I feel like I'm a traitor and a horrible person for even thinking this way (because I swear I
do like and respect my T), but:
Do you ever feel like your therapist is just placating/pacifying you?
This thought occured to me as I was posting elsewhere, in response to an email I got from my T. I just felt like my email to her was needy, like a baby crying, and her response was like 'hushhhhh...it's okaaay...' (which, ironically, is kinda what I was after, so I don't know why I'm taking it like this: )
My initial reaction was that I found her words comforting, but then I re-read it and considered how carefully constructed it seemed. Like, the 'perfect' response.

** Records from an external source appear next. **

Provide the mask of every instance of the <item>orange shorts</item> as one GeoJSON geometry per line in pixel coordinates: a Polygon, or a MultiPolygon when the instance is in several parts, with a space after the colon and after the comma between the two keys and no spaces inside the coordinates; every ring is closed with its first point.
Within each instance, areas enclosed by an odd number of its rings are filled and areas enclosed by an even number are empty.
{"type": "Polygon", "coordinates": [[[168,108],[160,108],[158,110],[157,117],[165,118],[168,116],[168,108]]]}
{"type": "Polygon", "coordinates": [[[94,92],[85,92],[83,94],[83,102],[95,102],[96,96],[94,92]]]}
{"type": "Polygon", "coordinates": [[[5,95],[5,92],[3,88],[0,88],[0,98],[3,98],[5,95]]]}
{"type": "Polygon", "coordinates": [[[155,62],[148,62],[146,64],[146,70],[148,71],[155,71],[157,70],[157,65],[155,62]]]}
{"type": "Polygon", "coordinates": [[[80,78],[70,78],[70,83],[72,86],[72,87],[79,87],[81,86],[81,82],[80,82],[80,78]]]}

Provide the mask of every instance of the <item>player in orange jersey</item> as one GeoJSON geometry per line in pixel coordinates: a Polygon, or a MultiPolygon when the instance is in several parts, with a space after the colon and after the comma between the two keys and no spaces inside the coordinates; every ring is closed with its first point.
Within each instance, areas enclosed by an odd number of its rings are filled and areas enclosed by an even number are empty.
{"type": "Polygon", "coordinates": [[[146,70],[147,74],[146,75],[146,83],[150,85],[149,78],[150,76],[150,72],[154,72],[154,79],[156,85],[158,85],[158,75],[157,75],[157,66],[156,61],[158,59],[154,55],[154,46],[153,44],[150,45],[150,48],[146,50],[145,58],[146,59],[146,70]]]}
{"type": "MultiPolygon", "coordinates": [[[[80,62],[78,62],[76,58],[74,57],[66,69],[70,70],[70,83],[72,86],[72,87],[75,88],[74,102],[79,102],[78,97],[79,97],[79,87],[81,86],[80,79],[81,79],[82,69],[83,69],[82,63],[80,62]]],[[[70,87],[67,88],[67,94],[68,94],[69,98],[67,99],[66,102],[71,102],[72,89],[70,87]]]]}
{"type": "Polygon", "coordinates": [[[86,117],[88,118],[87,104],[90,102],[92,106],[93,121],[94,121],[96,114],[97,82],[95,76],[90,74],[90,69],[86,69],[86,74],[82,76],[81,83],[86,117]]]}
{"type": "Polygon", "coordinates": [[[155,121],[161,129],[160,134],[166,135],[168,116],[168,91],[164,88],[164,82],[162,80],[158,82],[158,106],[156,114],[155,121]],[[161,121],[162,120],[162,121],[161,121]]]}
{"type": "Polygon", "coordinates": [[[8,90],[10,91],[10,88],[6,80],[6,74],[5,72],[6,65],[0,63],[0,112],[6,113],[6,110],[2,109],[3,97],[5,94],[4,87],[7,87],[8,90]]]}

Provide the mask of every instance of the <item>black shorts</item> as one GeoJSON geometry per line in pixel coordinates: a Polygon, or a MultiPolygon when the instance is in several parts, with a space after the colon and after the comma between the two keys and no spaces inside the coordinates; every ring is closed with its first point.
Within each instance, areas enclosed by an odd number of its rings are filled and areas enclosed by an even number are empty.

I'm new to this therapy thing, and I felt it had been going well, but now she's on vacay - and this is coinciding with me hitting the first real low point since seeing her (prompted by my car accident the other day) and I guess I'm questioning
everything... I realise I've been putting a lot of faith in my T being able to help me... but what if she can't? What if it's all carefully constructed responses and stock answers? Smoke and mirrors? New age woo? What if there are no real solutions to my problems?
Yeah, I guess I'm freaking out. A lot of mixed emotions right now. Is this the 'self-sabotage' aspect of my depression? Maybe it can be chalked up to 'abandonment' or 'attachment' or 'rejection' issues...
But anyway, regardless of my reasons for asking this question, I'm interested to hear
your responses, no matter the circumstance.